In 2020, over half of all US smartphone users are now ‘Committed Gamers’. Research from AdColony has found that mobile users between the wide age range of 18-54 play games on their phones daily, with the number of male vs. female gamers varying only by a fraction – 78.7% vs. 78% respectively.

Despite mobile being the most cost-effective medium for gameplay, with cheap handsets, free to play apps, and affordable mobile data packages ramping up its popularity in developing regions, in the US, it’s the consumers earning an above-average income that make up the largest share of mobile gamers – 82% of this group play once a month at least, and 65% play at least once a day.

Gaming verticals have also seen increases across the board

Since mobile game downloads first began to spike in March 2020, mobile gaming verticals across the board have seen growth in viewership, average playtime, and viewer share. Hypercasual, simulation, lifestyle, puzzle, battle royale, iGaming, and arcade games alike have received a boost, with five of the top-grossing apps being: Fortnite, Gardenscapes, Coin Master, Candy Crush Saga, and Roblox.

Trends shaping the future of mobile gaming

2020 has also seen certain segments of the market go through rapid development, with new trends emerging in the iGaming and mobile eSports that could further shape mobile gaming as an industry.
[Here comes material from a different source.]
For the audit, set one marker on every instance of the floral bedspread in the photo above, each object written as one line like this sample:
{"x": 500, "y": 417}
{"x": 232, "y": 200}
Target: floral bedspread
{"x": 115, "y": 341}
Mobile as a medium has had an interesting effect on iGaming (real money casino gaming, poker, and sports betting) apps. While poker apps and mobile casinos still rank highly in total app store downloads, so-called play money social games are on the rise.

A counter to real money platforms, social casino apps offer gamers all the thrill and excitement of playing a casino game without needing to spend any money. As a result, games such as the highly-rated big fish casino app have become a favourite with mobile gamers – this game alone has been downloaded over 10,000,000 times since its release – which is inspiring established iGaming brands to take their new releases in a more social direction.

And far as mobile eSports goes, it’s the developing markets that could wield the biggest influence.

In India, the second-largest mobile market in the world, the focus of mobile gamers is shifting away from hyper-casual to competitive eSports titles like Call of Duty: Mobile and Free Fire. These so-called “lite” games have low requirements, making them the perfect games for the low-end handsets that are so prolific in the region.

As the market grows, Indian gamers are much more likely to engage with these titles than they are the likes of Fortnite Mobile, which could inspire game developers and publishers to take a different route for mobile eSports on a global scale.